Dr. Bennet Omalu, who spearheaded a lawsuit for former National Football League players with debilitating head injuries, recently told The Daily Telegraph that no soccer player under the age of 18 should head the ball.


"Begin with the children," Omalu said. "There should not be any heading of the ball below the age of 18. Why 18? Because that is when the human brain becomes fully developed. It is usually the age of adult consent.


"It is not intelligent for a human being to use his head to stop or deflect a ball traveling at a high velocity. As a society we should evolve."


The University of British Columbia in Canada has also delved into the subject, initiating a trial using mouth guards that measure head impacts.
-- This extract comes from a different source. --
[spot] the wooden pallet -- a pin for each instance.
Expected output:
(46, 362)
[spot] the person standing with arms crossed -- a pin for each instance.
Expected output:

While the limited scope of the study has not resulted in definitive conclusions, it has indicated that repetitive impact by a ball on a player's head can cause cellular damage in the nervous system.


"In a lot of contact sports there are impacts that don't result in a person being diagnosed with a concussion, but they may have some effect on brain function, that, if you multiply it over the years, can be quite detrimental," said Dr Paul van Donkelaar, a UBC neuroscientist with 20 years' experience in sports concussion research.


"Better understanding of how soccer heading affects brain function both in a natural game setting as well as a lab setting is an important bit of knowledge to have in order to answer the question: How safe is it?


"No study has been done over the longer term. The Glasgow study was done after the fact, later in life. It was a medical records review, where they looked at who had died, and what they'd died from, and compared soccer players to otherwise healthy control subjects who didn't.


"That's a final outcome measure, right? What did they die from? And more soccer players were found to have died from neurodegenerative disorders.


"That suggests that there's something about soccer, which includes heading a ball, that might be one of the things that contributes to developing those disorders."


The US Soccer Federation changed its policy on headers in youth divisions in 2015 as part of a settlement in resolving a class-action lawsuit.


The Canadian Soccer Association hasn't yet followed suit, due to the lack of concrete clinical research showing a definitive link between heading and brain trauma.